I had looked up Kapulani Landgraf’s book Nā Wahi Kapu o Maui after seeing a few photos excerpted in the Artists of Hawai’i exhibit at the Honolulu Museum of Art. I forgot that I wanted to find a copy until I saw the restaging of Alani Apio’s play Kāmau A’e at Kumu Kahua Theatre last weekend. (p.s. please go see it if you live on Oahu)

Part of the dialogue is carried entirely in Hawaiian. Not pidgin, not the smattering of exotic romanized Asian phrases (aiyah! aigu!) that is used like red pepper in otherwise bland portrayals of immigrant enclaves. Even if you are tourist who knows nothing beyond aloha and lei, you pick up a few words, at least pohaku.

I think the refusal to translate communicates sometimes as much as the translation. 

Landgraf’s poetry, while published alongside English translations, is described as “intensely personal conversations to which we – if we lack patience and reverence – are not privy.”

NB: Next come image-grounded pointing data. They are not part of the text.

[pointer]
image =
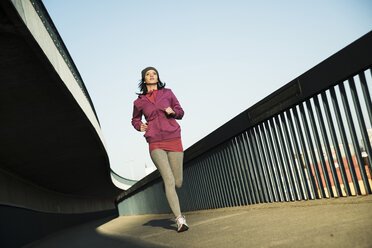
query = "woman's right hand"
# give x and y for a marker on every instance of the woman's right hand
(143, 127)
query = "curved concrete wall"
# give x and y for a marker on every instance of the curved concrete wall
(54, 168)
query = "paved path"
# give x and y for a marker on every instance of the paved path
(342, 222)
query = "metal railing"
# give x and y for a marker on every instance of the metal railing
(308, 140)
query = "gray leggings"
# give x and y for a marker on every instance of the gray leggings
(170, 166)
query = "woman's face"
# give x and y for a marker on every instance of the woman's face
(151, 77)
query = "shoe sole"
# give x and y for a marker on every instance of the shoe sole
(183, 228)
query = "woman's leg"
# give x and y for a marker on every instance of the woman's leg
(161, 161)
(176, 163)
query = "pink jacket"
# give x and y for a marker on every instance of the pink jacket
(160, 126)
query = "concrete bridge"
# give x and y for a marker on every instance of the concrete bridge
(294, 170)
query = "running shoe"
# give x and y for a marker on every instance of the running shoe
(181, 224)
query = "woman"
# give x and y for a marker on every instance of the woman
(160, 107)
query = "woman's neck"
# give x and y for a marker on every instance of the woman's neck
(151, 87)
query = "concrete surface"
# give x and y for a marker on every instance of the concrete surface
(341, 222)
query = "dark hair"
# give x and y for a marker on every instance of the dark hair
(142, 85)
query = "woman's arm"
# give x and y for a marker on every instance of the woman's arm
(178, 111)
(137, 118)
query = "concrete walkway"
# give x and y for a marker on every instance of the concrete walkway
(342, 222)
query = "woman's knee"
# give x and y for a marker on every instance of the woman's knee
(178, 182)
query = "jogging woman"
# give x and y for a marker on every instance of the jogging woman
(161, 109)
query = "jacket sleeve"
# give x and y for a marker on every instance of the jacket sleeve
(176, 107)
(137, 117)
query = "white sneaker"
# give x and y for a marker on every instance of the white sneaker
(181, 224)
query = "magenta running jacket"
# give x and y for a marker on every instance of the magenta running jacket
(160, 126)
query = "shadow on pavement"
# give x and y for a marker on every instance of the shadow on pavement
(88, 235)
(164, 223)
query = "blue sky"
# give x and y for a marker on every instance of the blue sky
(218, 57)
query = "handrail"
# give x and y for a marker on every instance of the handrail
(348, 61)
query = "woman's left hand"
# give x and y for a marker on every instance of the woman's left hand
(169, 111)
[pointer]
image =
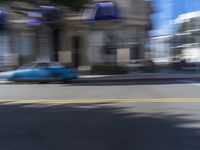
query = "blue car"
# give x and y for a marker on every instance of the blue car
(41, 72)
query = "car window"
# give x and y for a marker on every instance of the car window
(28, 66)
(41, 65)
(55, 65)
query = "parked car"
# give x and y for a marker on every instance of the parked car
(42, 72)
(141, 65)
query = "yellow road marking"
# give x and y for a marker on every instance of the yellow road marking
(90, 101)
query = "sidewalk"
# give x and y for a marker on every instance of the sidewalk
(140, 77)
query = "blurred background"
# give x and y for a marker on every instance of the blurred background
(142, 35)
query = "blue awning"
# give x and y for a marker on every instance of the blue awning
(102, 11)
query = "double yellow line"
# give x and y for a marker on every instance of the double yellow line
(96, 101)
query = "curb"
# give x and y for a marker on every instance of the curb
(135, 79)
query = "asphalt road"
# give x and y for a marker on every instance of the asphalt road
(52, 124)
(111, 90)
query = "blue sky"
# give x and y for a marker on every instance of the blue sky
(166, 11)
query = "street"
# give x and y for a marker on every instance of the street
(102, 116)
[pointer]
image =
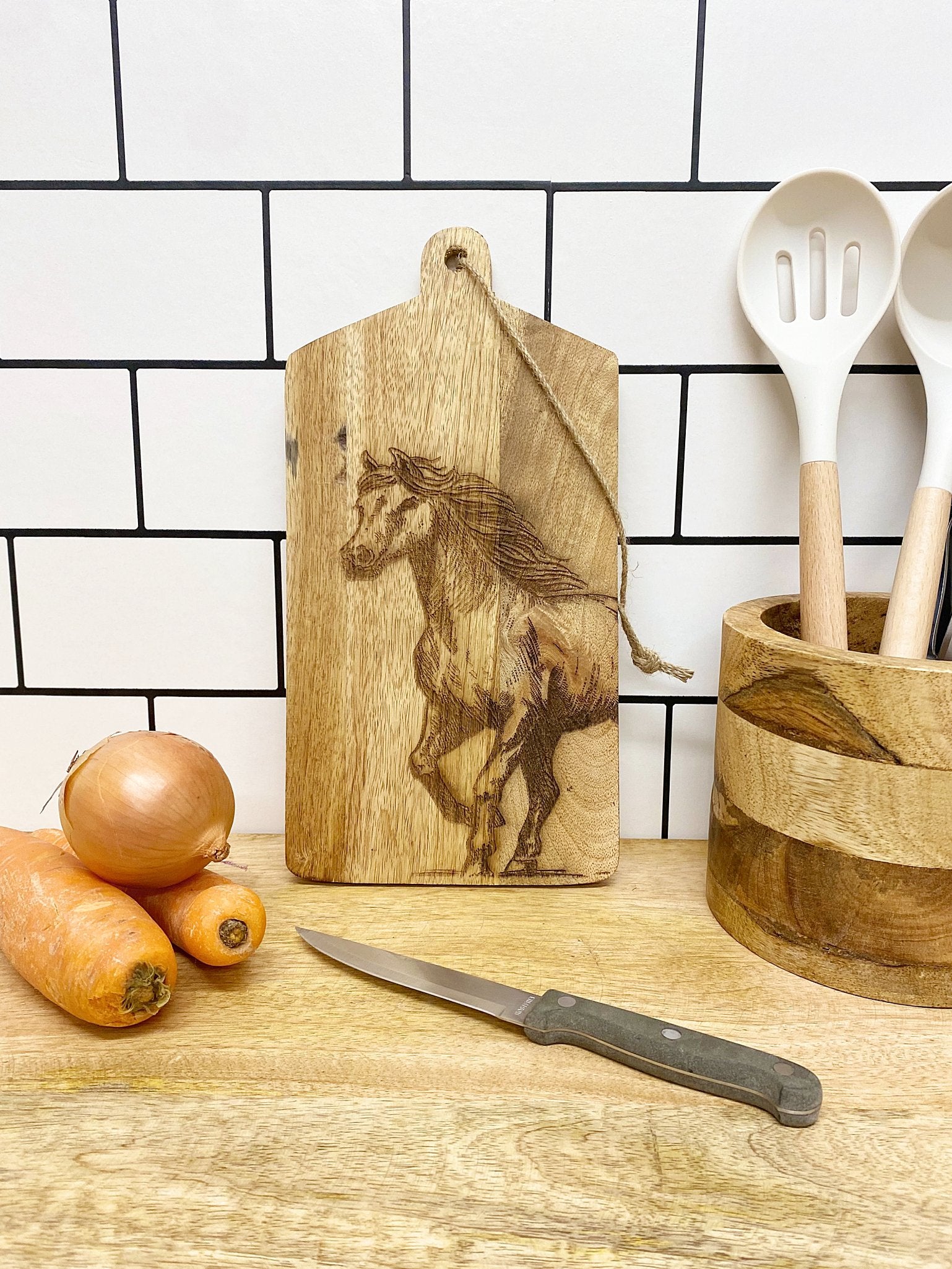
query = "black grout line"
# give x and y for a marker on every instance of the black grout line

She refuses to translate, explain, or provide direction. Instead, hers is a vision characterized by the hold-fast ‘au‘a of Keaulumoku’s “‘Au‘a ‘ia e kama i kona moku - Hold fast, child, to your land, your heritage.” Some may find this off-putting, an expression of distrust and inhospitality. Others will take it as profoundly trusting and hospitable, as an offer to drink the bitter waters and caress the obdurate stones of aloha ‘āina.